# What thinset to install laticrete strata mat?



## omegatilemass (Oct 2, 2015)

Hi.
I have been using latacrete 254 platnum for installing strata mat and Blanke securmat for about 2 years now. 
Im wondering what other thinset I can use for that purpose.








Any help is greatly appreciate. Thanks

Sent from my SM-G920P using Tapatalk


----------



## jengebretson (Aug 16, 2012)

Are you looking for cheaper or better? Do you need a total system warranty from the manufacturer? Hard to beat 254 for bond strength. Any modified should work, if you don't need the total system warranty. Laticrete has a list of their suitable mortars for Strata Mat.


----------



## omegatilemass (Oct 2, 2015)

jengebretson said:


> Are you looking for cheaper or better? Do you need a total system warranty from the manufacturer? Hard to beat 254 for bond strength. Any modified should work, if you don't need the total system warranty. Laticrete has a list of their suitable mortars for Strata Mat.

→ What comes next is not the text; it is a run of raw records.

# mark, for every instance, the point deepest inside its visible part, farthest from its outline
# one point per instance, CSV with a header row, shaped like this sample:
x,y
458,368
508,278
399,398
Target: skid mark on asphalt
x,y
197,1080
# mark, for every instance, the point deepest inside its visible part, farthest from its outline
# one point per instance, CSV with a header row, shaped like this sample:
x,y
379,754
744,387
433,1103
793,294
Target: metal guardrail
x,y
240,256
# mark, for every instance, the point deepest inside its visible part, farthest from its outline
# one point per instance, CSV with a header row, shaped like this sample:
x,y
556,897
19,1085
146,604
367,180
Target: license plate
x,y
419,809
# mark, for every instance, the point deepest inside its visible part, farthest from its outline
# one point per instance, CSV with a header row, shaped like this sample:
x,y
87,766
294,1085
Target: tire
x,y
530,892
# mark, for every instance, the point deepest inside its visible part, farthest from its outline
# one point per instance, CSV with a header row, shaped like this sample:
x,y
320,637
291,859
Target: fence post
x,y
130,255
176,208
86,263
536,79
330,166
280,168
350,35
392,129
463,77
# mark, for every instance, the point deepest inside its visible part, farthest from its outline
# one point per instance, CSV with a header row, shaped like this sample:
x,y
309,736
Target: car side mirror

I was looking for something a little cheaper and esier to find. I don't need the total warranty. What about the mapei thinset from lowes? I have used their self leveler without any issues so far.
Thanks for the help!

Sent from my SM-G920P using Tapatalk


----------



## jengebretson (Aug 16, 2012)

Any decent quality modified thinset will work, depending on substrate requirements of manufacturer of the mortar. 254 platinum will allow you to direct bond over cutback adhesive, sheet vinyl flooring, and other various suitable substrates as long as you follow the Technical Data Sheet from Laticrete. 254 is their premium mortar.


----------



## omegatilemass (Oct 2, 2015)

jengebretson said:


> Any decent quality modified thinset will work, depending on substrate requirements of manufacturer of the mortar. 254 platinum will allow you to direct bond over cutback adhesive, sheet vinyl flooring, and other various suitable substrates as long as you follow the Technical Data Sheet from Laticrete. 254 is their premium mortar.


Concrete subfloor in basements are the only area we use strata mat. Everything else ( plywood, hardiebacker or durock )
we use blanke securmat with 254.

Sent from my SM-G920P using Tapatalk


----------